Untuk menelusuri informasi tersebut, tim PorosJakarta.com mendatangi Yayasan Amanah Puri Annisa yang beralamat di Jalan Merkuri Tengah Nomor 6, Margahayu Raya, Kota Bandung, Kamis (9/7/2026).
Berdasarkan informasi yang diperoleh di lokasi, yayasan tersebut dikelola oleh seorang perempuan bernama Neni yang disebut merupakan dosen di salah satu akademi tata boga. Sementara mitra yayasan diketahui bernama Budi.
Ketua Yayasan Belum Dapat Ditemui
Saat wartawan mendatangi kantor yayasan sekitar pukul 10.00 WIB, Ketua Yayasan Neni tidak berada di lokasi. Kepala SPPG bernama Rijki juga tidak dapat ditemui sehingga konfirmasi langsung belum dapat dilakukan.
Sebagai gantinya, wartawan memperoleh keterangan dari tiga orang yang berada di kantor yayasan, yakni Andin yang disebut bertugas sebagai ahli gizi, Entin yang menangani administrasi keuangan, serta Jejen yang bertugas sebagai petugas keamanan.
Ketiga narasumber tersebut menyampaikan, sejauh pengetahuan mereka, yayasan sebelumnya mengelola sekitar 200 titik SPPG.

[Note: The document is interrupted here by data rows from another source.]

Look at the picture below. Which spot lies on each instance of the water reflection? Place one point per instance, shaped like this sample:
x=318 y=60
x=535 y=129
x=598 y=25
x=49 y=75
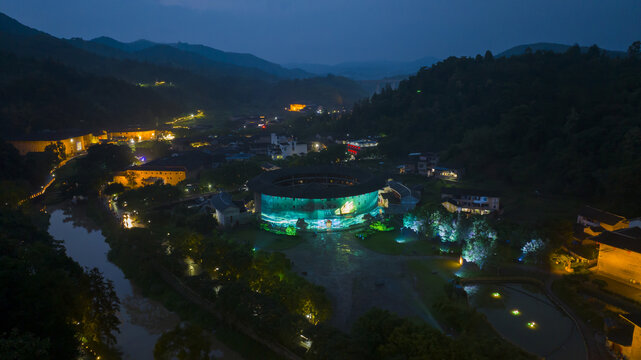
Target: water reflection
x=142 y=320
x=525 y=316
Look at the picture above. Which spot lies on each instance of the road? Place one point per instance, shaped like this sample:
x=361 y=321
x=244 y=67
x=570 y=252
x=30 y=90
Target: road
x=50 y=179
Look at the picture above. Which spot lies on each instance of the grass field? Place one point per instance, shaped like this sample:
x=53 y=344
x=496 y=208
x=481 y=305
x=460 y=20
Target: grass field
x=386 y=243
x=264 y=240
x=431 y=277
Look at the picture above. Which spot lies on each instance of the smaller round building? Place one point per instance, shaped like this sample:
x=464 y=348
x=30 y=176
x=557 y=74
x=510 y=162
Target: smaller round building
x=318 y=198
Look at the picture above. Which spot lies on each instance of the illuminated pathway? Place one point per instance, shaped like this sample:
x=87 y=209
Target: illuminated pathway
x=358 y=279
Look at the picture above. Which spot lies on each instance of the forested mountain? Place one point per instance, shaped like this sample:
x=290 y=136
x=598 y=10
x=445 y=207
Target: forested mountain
x=565 y=123
x=36 y=95
x=368 y=70
x=87 y=84
x=554 y=47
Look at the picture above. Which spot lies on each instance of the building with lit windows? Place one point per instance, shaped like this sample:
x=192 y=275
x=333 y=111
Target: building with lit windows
x=625 y=341
x=139 y=176
x=469 y=201
x=620 y=255
x=319 y=198
x=74 y=142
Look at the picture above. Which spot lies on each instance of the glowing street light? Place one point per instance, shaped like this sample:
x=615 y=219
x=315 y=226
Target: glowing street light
x=532 y=325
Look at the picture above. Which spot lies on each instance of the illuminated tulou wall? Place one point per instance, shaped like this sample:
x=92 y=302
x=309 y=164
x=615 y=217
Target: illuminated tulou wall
x=319 y=214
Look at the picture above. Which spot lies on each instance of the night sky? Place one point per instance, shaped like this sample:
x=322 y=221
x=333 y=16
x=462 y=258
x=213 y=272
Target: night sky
x=331 y=31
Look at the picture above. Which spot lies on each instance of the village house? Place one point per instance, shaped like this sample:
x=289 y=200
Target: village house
x=74 y=142
x=625 y=341
x=470 y=201
x=139 y=176
x=397 y=198
x=227 y=212
x=620 y=255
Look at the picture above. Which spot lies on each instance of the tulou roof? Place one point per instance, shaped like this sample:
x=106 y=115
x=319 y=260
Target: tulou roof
x=316 y=182
x=626 y=239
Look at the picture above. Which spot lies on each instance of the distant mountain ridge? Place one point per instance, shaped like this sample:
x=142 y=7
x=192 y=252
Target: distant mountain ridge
x=96 y=83
x=107 y=46
x=554 y=47
x=367 y=70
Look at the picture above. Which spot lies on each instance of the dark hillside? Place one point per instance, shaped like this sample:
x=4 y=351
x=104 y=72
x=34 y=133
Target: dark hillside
x=560 y=123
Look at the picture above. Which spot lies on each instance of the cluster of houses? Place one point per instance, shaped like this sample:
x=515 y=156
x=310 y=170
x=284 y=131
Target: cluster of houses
x=618 y=240
x=76 y=141
x=427 y=164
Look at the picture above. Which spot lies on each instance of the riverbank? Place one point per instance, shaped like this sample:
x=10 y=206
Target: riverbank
x=96 y=220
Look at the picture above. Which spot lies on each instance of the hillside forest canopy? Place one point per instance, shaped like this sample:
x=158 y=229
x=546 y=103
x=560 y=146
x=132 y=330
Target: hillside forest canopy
x=567 y=124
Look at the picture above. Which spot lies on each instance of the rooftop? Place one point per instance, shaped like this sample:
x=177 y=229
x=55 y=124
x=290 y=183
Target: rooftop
x=190 y=160
x=626 y=239
x=316 y=182
x=147 y=167
x=634 y=318
x=600 y=215
x=222 y=201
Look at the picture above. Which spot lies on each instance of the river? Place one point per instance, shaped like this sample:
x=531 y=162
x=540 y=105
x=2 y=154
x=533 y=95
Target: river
x=142 y=320
x=525 y=316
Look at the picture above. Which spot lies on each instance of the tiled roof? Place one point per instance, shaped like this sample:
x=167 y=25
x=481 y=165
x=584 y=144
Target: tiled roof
x=626 y=239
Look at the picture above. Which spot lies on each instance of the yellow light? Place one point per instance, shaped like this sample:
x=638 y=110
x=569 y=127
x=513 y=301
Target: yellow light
x=347 y=208
x=532 y=325
x=296 y=107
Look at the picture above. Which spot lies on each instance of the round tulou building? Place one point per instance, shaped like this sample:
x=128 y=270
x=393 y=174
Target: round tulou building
x=317 y=198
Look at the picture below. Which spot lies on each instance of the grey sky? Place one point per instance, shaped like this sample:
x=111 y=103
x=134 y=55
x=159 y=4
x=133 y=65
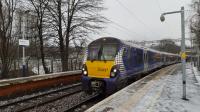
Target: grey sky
x=139 y=19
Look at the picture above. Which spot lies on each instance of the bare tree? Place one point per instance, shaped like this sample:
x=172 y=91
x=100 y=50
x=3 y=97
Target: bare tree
x=79 y=18
x=7 y=41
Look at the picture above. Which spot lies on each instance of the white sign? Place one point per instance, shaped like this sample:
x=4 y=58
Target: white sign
x=23 y=42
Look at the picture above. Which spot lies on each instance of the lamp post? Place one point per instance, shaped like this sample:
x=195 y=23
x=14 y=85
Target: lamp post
x=183 y=55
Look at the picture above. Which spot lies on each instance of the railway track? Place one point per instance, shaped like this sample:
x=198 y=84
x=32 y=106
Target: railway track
x=41 y=99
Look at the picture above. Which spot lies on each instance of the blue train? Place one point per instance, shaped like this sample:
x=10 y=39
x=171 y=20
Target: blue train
x=110 y=62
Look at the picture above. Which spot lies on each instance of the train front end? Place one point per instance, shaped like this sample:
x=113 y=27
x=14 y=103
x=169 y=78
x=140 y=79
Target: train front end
x=100 y=71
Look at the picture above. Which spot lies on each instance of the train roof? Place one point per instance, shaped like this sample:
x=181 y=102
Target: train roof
x=128 y=43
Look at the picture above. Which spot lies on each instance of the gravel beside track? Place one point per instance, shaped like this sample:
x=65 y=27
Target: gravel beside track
x=38 y=98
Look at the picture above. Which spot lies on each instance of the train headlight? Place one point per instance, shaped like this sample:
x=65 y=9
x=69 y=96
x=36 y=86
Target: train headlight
x=114 y=72
x=84 y=70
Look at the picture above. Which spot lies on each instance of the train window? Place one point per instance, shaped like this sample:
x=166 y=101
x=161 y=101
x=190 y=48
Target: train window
x=139 y=56
x=108 y=52
x=93 y=52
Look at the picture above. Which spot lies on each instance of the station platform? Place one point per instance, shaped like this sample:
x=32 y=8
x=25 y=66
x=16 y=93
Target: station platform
x=158 y=92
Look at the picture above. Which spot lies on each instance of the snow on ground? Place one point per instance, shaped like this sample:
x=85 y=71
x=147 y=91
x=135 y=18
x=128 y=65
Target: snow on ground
x=165 y=95
x=170 y=98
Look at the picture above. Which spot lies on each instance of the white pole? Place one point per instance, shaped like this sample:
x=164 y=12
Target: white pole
x=23 y=51
x=183 y=57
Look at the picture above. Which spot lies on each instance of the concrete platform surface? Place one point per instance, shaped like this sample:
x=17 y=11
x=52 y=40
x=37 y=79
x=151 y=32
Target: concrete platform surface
x=161 y=94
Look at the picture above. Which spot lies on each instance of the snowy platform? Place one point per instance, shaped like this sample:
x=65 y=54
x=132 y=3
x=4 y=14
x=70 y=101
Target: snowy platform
x=162 y=94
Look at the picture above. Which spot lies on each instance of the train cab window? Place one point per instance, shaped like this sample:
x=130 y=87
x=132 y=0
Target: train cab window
x=108 y=52
x=127 y=53
x=93 y=52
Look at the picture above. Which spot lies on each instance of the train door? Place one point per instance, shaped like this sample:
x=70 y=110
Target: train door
x=145 y=60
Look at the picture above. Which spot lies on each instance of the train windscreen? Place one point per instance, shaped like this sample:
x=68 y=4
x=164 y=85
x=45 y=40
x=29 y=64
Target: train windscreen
x=102 y=52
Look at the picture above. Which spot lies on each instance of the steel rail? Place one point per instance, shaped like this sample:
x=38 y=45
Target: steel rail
x=40 y=95
x=82 y=102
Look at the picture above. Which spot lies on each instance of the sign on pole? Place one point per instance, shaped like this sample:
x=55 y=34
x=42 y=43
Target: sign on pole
x=24 y=42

Menurut mereka, jumlah tersebut kemudian berkurang menjadi sekitar 150 titik dan saat ini yang masih aktif beroperasi diperkirakan sekitar 100 titik.
Pernyataan tersebut merupakan keterangan para narasumber di lokasi dan hingga kini belum dapat diverifikasi melalui dokumen resmi maupun dikonfirmasi langsung kepada pengurus yayasan.
Disebut Tersebar di Berbagai Daerah
Ketiga narasumber juga menyebut titik-titik SPPG yang berada di bawah pengelolaan yayasan tersebar di sejumlah wilayah, antara lain Kota Bandung, Tasikmalaya, Subang, Jakarta, hingga Daerah Istimewa Yogyakarta.
Baca Juga: Keluarga Korban Dugaan Pembakaran Santri Batal Berangkat ke Jakarta untuk Podcast Denny Sumargo
Khusus di Kecamatan Rancasari, Kota Bandung, mereka memperkirakan terdapat sekitar tujuh hingga delapan titik SPPG yang dikelola yayasan tersebut.
Informasi tersebut masih memerlukan verifikasi lebih lanjut kepada pihak yayasan maupun instansi terkait.